Однако Николай, хотя и поверил в её "повышение", но всё равно продолжал ходить на погрузку. Люська же, вместо благодарности к нему, вдруг обнаружила в душе, что злится на него. "Тоже мне рыцарь! Таскает мешки. Лучше бы учился жить, как другие. Вступают в партию ещё студентами. Таких и после института не забывают: двигают по работе. Вон и муж Нины Григорьевны!.. Говорят, был дурак-дураком. А теперь вон — целым районом заправляет! А ты — и в армии уже отслужил, и вроде бы жизнь понимаешь, а так и ходишь в рядовых. Ну, что же, таскай-таскай, посмотрим, чем всё это кончится…"
4
Кончилось к осени неприятной враждебностью, когда уже получила диплом и вышла опять на работу. А началось-то, вроде бы ни с того, ни с сего — из-за мелочи. Сидели в воскресенье вдвоём, ужинали. Свекровь и свёкор ушли гулять с внучкой. Люська вдруг предложила:
— Коль! Пойдём в парк, а? На танцы. 100 лет не была…
Мамыньки! Как он посмотрел!.. Будто и вправду ей 100 лет. И какие могут быть при таком возрасте танцы! Но, видно, вспомнил, что ей только 26, подумал о чём-то, помедлил. Вот тут, пока медлил да смотрел, к сердцу и подкатила та волна злости, от которой пошло разрушение. А он взял, да и согласился.
— Ладно, — говорит, — можно и сходить.
Закипая, но, ещё сдерживая себя, Люська спросила:
— Может, тебе не хочется? — И тут уж сама "посмотрела" на него. И даже подумала: "Когда же это он успел так постареть-то? Не исполнилось ещё и 30. В декабре только будет. А весь уже старичок…"
— Нет, почему же? Раз тебе хочется, я готов.
— Одолжений мне не нужно, — холодно сказала Люська. — Не хочешь, так и скажи. — И опять посмотрела на него в упор, удивляясь про себя: "И лицо какое-то серое. Круги под глазами, словно неделю пил. Неужели я его любила? За что же?.."
Задав себе такой вопрос, Люська испугалась: в вопросе прозвучал и ответ — всё было в прошедшем времени. Тут же, не то от страха, не то от какой-то непоправимости, у неё задрожали губы, и она тихо заплакала. Не то, чтобы всхлипывала там или в голос, а просто слёзы сами как-то покатились у неё по щекам — горошком.
Николай вскочил:
— Люсь, ты чего? Что с тобой, Люсенька?! Ну, не надо так, милая! Я же не хотел тебя обидеть. Просто я сильно устаю последнее время и не отсыпаюсь. Понимаешь? А на танцы мы пойдём. Вот сейчас прямо и пойдём. Встанем, и… — Он целовал её в шею, затылок. Потом повернул за плечи к себе лицом и стал целовать в щёки, нос.
"И ни разу в губы! — испуганно подумала Люська. — Неужели он что-то чувствует?" Ей стало жалко его. Действительно, ведь устаёт, надрывается. Днём — формулы, занятия. А вечером — тяжёлые мешки: с сахаром, мукой, рисом. Она вдруг прижалась к нему, обняла за шею и принялась целовать сама.
Ей сразу стало легче, тепло, и она успокоилась. Ладно, ничего ещё не случилось. Просто нашло что-то. Видно, от усталости. Показалось, что перестала любить.
Люська раздумалась: "Мамочки, это ж надо такое! Люблю, а вечно не успеваю куда-то, вечно накапливаются всякие дела. Головы некогда поднять. Оглядеться, бюстгалтер подштопать. Вот оно и показалось…"

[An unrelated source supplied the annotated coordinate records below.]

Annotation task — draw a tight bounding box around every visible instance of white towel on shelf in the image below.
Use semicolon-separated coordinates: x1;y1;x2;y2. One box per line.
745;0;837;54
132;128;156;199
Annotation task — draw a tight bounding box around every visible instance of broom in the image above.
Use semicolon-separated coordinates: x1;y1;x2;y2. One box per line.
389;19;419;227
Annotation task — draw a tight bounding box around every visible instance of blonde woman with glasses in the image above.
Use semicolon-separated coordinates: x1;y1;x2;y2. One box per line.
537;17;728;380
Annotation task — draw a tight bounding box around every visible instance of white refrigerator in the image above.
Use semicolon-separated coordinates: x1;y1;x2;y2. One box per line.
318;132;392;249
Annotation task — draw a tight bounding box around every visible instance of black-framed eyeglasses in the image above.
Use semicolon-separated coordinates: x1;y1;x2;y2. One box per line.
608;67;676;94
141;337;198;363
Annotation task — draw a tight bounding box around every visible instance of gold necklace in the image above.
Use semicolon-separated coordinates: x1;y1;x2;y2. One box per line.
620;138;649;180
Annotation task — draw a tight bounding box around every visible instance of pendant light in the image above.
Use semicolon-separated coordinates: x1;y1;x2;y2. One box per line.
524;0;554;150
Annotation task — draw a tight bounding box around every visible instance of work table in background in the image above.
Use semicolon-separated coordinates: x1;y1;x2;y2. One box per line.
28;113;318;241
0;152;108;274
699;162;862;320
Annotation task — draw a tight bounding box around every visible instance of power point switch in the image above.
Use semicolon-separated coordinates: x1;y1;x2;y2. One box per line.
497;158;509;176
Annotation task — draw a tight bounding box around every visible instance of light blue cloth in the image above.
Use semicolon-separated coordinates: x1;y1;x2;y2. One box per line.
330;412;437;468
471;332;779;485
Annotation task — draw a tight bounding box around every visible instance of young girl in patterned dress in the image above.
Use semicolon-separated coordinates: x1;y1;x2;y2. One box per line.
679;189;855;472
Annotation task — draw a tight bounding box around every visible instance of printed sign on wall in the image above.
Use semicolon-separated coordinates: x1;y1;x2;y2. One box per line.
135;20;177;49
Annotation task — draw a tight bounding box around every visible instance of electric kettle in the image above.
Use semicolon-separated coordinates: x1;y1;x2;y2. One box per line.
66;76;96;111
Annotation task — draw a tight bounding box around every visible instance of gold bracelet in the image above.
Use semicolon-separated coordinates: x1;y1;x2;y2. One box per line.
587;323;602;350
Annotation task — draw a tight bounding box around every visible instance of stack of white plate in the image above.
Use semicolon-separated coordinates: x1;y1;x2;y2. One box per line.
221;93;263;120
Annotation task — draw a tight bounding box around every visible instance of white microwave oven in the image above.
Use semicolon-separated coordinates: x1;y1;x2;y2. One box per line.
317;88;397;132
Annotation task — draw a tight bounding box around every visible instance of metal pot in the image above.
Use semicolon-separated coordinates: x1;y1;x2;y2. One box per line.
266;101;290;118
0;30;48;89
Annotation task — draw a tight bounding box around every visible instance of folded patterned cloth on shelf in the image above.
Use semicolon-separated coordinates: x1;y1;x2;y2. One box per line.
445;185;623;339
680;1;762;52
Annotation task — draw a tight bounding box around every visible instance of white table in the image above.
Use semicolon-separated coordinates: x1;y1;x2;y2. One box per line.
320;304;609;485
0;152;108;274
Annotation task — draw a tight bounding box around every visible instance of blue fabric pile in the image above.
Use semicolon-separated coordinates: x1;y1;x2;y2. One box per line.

И оттого, что Люська решила, что всё ей только показалось, сделалось ей так хорошо, так легко на душе, что захотелось куда-то лететь. Выпить вина, смеяться. Ведь это же ужас какой-то, если бы она и в самом деле разлюбила! Как же тогда жить? Жизнь у них ещё только началась, а в душе… уже пепел?.. Как после отгоревшего пожара? Когда же прогореть-то успело? Нет, не надо такого. Боже, сохрани и помилуй!..
Она снова чуть не заплакала, так ей стало жалко себя.
Но всё было хорошо. Они собирались на танцы. Люська надела свой костюм джерси, венгерские туфли, ажурные чулки и стояла посреди комнаты, как лазоревый цветочек, умытый утренней росой. Фигурка — стройненькая. Ноги — сильные, девичьи. Кудряшки на голове — копёшкой, густые. И синие-пресиние глаза в чёрных ресницах. Даже залюбовалась собой в зеркале. Поворачивалась и так, и эдак. Оглядывала себя. Чудо, не девка!